Factors That Affect Throughput
Actual throughput for a transmission link in Windows Server 2003 TCP/IP depends on a number of variables, but the most important factors are:
- Link speed, in other words the number of bits per second that can be transmitted.
- Propagation delay, in other words the time it takes the actual electronic, optical, or other signals to travel from one end of the connection to the other.
- Window size, in other words the amount of unacknowledged data that can be outstanding on a TCP connection. For more information on window size considerations, see TCP Receive Window Size and Window Scaling.
- Link reliability.
- Network and intermediate device congestion.
- Path maximum transmission unit (PMTU). For more information on PMTU, see Path MTU Discovery.
Other Throughput Considerations
Some key considerations to keep in mind when optimizing TCP throughput with Windows Server 2003 are as follows:
- The capacity of a pipe is its bandwidth multiplied by round-trip time. This value is known as the bandwidth-delay product. If a link is reliable, for best performance its receive window size should be greater than or equal to the capacity of the pipe so that the sending stack can fill the window. The largest window size that can be specified is 65,535 bytes, because of the receive window's 16-bit field in the TCP header. However, larger windows can be negotiated by using window scaling as described in TCP Receive Window Size and Window Scaling.
- Throughput can never exceed window size divided by round-trip time.
- If a link is unreliable or badly congested and packets are being dropped, using a larger window size does not necessarily improve throughput. Along with scaling windows support, Windows Server 2003 TCP/IP supports selective acknowledgment (SACK) to improve performance in environments that are experiencing packet loss. For more information on SACK, see RFC 2081: RIPng Protocol Applicability Statement.
- For improved round-trip time (RTT) estimation, Windows Server 2003 TCP/IP also includes support for time stamps. For more information on TCP time stamps, see RFC 1323: TCP Extensions for High Performance.
- Propagation delay depends on the speed of light, latencies in transmission equipment, and so on.
- Transmission delay depends on the speed of the media over which the transmission occurs.
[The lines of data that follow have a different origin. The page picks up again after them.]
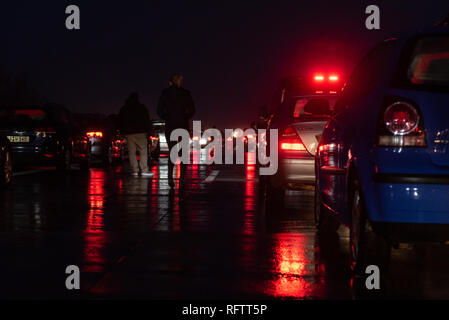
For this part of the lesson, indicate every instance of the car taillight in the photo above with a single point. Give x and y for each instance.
(401, 126)
(96, 134)
(290, 141)
(45, 132)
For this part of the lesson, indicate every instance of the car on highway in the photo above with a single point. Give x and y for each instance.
(382, 166)
(5, 162)
(45, 134)
(107, 146)
(306, 105)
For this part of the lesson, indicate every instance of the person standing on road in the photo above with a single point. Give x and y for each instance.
(135, 125)
(176, 107)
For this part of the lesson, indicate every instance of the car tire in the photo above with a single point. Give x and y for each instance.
(65, 160)
(365, 246)
(324, 222)
(6, 169)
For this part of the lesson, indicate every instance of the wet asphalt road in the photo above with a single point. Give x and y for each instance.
(218, 239)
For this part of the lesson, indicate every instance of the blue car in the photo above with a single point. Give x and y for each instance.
(382, 165)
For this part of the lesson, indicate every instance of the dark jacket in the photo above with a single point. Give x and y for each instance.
(176, 107)
(134, 118)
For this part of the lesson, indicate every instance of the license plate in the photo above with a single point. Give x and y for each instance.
(19, 139)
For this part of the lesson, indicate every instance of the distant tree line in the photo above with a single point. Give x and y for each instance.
(16, 91)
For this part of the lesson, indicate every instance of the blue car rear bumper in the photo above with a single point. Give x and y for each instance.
(412, 199)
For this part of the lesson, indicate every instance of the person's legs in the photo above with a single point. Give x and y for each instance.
(130, 140)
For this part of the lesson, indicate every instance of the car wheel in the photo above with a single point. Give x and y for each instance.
(6, 173)
(324, 222)
(65, 160)
(365, 246)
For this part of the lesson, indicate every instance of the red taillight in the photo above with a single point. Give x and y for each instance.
(400, 126)
(96, 134)
(45, 131)
(290, 141)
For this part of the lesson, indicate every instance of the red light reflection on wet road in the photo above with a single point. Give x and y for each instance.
(94, 235)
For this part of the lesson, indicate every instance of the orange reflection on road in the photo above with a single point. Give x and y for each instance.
(289, 262)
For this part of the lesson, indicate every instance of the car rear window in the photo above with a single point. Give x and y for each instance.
(310, 109)
(429, 62)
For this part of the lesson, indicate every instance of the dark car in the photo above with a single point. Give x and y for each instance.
(382, 166)
(5, 162)
(107, 145)
(45, 135)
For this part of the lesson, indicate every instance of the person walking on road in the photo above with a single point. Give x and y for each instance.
(176, 107)
(135, 125)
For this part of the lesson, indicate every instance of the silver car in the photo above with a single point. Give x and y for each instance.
(300, 122)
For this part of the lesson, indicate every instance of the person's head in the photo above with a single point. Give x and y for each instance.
(176, 80)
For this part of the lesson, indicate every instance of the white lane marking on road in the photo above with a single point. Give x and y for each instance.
(212, 176)
(24, 173)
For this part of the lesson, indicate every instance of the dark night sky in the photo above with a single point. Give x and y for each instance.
(231, 53)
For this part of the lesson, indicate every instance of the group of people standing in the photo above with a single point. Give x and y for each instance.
(175, 106)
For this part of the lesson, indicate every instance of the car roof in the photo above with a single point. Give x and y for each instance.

- For a specified path, propagation delay is fixed, but transmission delay depends upon the packet size. This dependence occurs because packets larger than one maximum segment size (MSS) must be broken into multiple frames, and transmission is not considered complete until the last frame is received at its destination.
- At low speeds, transmission delay is the limiting factor. At high speeds, propagation delay can become the limiting factor.